The thirty-third edition of the Global Financial Centres Index (GFCI 33) was published on 23 March 2023. GFCI 33 provides evaluations of future competitiveness and rankings for 120 financial centres around the world. The GFCI serves as a valuable reference for policy and investment decision-makers.
130 financial centres were researched for GFCI 33 of which 120 are in the main index. The GFCI is compiled using 153 instrumental factors. These quantitative measures are provided by third parties including the World Bank, the Economist Intelligence Unit, the OECD and the United Nations.
The instrumental factors are combined with financial centre assessments provided by respondents to the GFCI online questionnaire. GFCI 33 uses 61,449 assessments from 10,252 respondents.
GFCI 33 Results
- New York leads the index, with London second, ahead of Singapore in third place, which has maintained its slight lead over Hong Kong in fourth position.

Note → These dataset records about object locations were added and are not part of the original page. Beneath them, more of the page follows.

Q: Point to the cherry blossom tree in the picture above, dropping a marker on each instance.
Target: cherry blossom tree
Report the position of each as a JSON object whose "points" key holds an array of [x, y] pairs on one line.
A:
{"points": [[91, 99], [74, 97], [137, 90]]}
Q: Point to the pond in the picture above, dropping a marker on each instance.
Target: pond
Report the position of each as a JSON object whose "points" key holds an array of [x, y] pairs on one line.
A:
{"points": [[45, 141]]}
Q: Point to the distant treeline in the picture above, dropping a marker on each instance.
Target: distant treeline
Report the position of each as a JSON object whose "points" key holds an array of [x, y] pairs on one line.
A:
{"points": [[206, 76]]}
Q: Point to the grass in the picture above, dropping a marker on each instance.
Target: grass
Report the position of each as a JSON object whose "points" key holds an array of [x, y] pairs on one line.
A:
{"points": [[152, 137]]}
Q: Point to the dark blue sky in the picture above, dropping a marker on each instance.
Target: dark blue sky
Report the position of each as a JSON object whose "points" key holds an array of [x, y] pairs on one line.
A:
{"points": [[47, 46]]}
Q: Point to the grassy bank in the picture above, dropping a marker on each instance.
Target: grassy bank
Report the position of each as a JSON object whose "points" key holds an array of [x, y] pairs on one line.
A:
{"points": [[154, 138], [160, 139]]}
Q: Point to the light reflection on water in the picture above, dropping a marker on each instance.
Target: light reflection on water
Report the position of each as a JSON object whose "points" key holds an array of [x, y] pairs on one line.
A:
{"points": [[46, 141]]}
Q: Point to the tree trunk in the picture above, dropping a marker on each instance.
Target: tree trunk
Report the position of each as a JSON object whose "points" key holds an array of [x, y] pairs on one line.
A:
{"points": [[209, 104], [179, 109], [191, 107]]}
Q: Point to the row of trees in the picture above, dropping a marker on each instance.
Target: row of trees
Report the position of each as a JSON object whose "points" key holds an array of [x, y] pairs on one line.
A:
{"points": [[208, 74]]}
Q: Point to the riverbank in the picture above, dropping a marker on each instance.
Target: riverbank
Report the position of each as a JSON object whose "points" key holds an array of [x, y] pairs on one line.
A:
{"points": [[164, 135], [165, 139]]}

- Chicago, Boston, and Seoul entered the top 10, replacing Paris, Shenzhen, and Beijing.
- London continues to lead in the region in second place globally, and was static in the ratings.
- Seven Western European centres feature in the top 20 in GFCI 33.
- There was a high degree of stability in the ratings for centres in the region, with the average rating just 0.18% lower than in GFCI 32.
- Only Guernsey and Reykjavik rose 10 or more places in the rankings.
- Performance in Asia/Pacific centres was again balanced as in GFCI 32, although the leading 16 centres in the region all fell in the ratings. Eleven of the remaining 14 centres in the region increased their rating.
- Overall, ratings for centres in Asia/Pacific rose slightly by 0.17% on average.
- Chengdu fell by 10 rank places.
- Singapore continues to lead the region, one rating point ahead of Hong Kong. Shanghai and Seoul also feature in the world top 10.
- Chicago and Boston have joined New York, San Francisco, and Los Angeles in the world top 10 in this edition of the index.
- Canadian centres performed less well than US centres in this region, although Vancouver rose nine places.
- Atlanta and San Diego both rose more than 10 places in the rankings, as they did in GFCI 32.
- Minneapolis/St Paul features in the GFCI for the first time.
Eastern Europe & Central Asia
- Astana takes the lead position in the region with Prague and Warsaw falling back.
- 10 out of 16 centres in the region fell in the rankings in GFCI 33, continuing the trend from the last two editions of the index.
- Athens, Sofia, and Riga rose 10 or more positions in the index, while Moscow and Istanbul fell more than 10 rank places.
Middle East & Africa
- Dubai and Abu Dhabi continue to take first and second places in the region, although both fell a little in the global ranking, as did a number of leading centres in the region.
- Casablanca continues to be the leading African centre, again falling a few places in the rankings.
- Mauritius and Riyadh gained 10 or more places in the rankings.
Latin America & The Caribbean
- For the second edition of the GFCI in a row, the majority of centres in the region fell in both the rankings and ratings, with only Panama gaining ground in both.
- Cayman Islands, Santiago, and Bermuda continued to lead the region.
- Bermuda, Mexico City, Sao Paulo, Rio de Janeiro, British Virgin Islands, and Bogota fell 10 or more places in the rankings.
- We are able to assess 114 centres for their Fintech offering.
- New York retains its leading position in the Fintech ranking, followed by San Francisco. London moved up one place to third, and Shenzhen rose three places to take fourth position.
- Los Angeles, Boston, Chicago, and Shanghai continue to feature in the top 10, while Singapore and Washington enter the top 10 for FinTech, displacing Beijing and Hong Kong.
- Milan, Luxembourg, Wuhan, Xi’an, and GIFT City-Gujarat each rose 10 or more rank places for FinTech.